National Tyre Service Battles Currency Woes, Aims for Recovery

Audrey Galawu

Zimbabwe’s National Tyre Service grappled with a turbulent first half of its financial year, citing volatile exchange rates, foreign currency shortages, and power outages as major obstacles. Despite these challenges, the company managed to achieve sales volume growth, although profitability was significantly impacted.

The report, released on Friday, highlighted a staggering 488% movement in exchange rates during the first six months, which significantly affected operations.

NTS’s chairman acknowledged the challenges posed by exchange rate instability and limited access to foreign currency, attributing them to a ZWL$7.9 billion pre-tax loss compared to the previous year’s ZWL$1.8 billion.

In addition to currency woes, constant power cuts were identified as another major hurdle. These outages resulted in a 14% decrease in retreading units compared to the same period last year. However, the company managed to retain key retreading transport fleets across the country, ensuring some level of operational continuity.

Despite the challenges, NTS remains optimistic about the second half of the year. The company is implementing cost-cutting measures and focusing on procuring stocks for the upcoming high season to capitalise on increased demand.

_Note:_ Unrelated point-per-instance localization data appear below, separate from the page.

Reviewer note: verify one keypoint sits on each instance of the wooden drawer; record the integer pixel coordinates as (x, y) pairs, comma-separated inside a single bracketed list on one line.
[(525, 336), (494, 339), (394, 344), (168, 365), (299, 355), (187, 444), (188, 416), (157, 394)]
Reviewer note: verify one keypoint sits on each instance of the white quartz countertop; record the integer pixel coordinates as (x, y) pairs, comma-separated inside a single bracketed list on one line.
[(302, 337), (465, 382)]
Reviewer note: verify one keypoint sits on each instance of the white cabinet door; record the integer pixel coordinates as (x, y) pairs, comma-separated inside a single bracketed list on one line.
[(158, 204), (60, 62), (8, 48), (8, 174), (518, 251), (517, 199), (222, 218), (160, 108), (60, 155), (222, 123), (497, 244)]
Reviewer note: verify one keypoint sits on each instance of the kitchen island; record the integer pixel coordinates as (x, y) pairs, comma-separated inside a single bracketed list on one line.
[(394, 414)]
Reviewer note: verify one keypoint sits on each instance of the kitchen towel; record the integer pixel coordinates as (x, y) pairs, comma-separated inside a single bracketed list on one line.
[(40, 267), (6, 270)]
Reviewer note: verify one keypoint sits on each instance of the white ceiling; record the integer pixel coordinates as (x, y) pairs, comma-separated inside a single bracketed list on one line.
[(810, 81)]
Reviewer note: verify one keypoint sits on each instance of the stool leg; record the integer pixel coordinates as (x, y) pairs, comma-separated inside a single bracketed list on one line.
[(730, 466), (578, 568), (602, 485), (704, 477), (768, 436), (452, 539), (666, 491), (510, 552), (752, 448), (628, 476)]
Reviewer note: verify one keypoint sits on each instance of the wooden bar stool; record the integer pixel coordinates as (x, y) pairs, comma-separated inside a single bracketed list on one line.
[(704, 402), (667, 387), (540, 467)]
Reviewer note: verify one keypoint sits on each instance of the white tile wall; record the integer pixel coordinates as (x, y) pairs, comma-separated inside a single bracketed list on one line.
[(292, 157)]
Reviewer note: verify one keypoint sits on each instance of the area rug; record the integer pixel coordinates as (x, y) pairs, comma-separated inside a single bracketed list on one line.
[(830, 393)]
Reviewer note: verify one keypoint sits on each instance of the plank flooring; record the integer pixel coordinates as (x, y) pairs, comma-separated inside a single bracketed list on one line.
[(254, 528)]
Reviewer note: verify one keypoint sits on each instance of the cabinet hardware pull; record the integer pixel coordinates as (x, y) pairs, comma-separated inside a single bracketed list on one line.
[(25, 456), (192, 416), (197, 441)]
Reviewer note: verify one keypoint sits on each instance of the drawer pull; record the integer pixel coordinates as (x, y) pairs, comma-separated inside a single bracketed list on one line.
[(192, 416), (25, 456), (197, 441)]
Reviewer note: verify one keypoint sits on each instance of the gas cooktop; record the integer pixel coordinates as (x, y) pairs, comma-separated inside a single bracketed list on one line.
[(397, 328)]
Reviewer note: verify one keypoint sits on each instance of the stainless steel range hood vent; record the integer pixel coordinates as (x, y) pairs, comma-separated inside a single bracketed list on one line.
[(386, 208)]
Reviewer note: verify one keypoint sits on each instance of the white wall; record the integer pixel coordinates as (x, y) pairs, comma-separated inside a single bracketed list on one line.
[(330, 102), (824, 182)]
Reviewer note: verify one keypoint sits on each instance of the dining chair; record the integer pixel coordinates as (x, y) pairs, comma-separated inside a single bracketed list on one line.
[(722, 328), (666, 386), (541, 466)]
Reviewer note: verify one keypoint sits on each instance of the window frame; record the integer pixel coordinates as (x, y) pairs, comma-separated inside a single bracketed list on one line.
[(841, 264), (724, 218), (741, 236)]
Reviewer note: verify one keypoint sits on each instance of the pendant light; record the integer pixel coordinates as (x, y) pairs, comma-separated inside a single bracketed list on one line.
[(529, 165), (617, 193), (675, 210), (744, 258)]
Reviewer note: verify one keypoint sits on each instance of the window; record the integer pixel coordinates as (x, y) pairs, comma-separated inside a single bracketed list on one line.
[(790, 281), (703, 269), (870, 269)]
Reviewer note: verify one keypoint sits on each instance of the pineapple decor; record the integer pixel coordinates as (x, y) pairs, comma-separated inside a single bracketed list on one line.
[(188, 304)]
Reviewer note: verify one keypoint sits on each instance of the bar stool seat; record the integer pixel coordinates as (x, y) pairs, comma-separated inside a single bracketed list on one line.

Government interventions aimed at stabilising the exchange rate and controlling inflation are also seen as positive signs. Furthermore, the chairman expressed confidence in the government’s investment and attitude towards agriculture, believing it will improve productivity and generate much-needed foreign currency for other sectors.

While profitability suffered, NTS did achieve a 13% increase in sales volume compared to the first half of the previous year, attributed to improved stock supply. Sales revenue surged by 135% to ZWL$15.3 billion, and operating profit increased by 319% to ZWL$3.1 billion.

However, the board opted not to declare any dividends, prioritising maintaining adequate stock levels and ensuring long-term sustainability in the face of a fluid economic environment.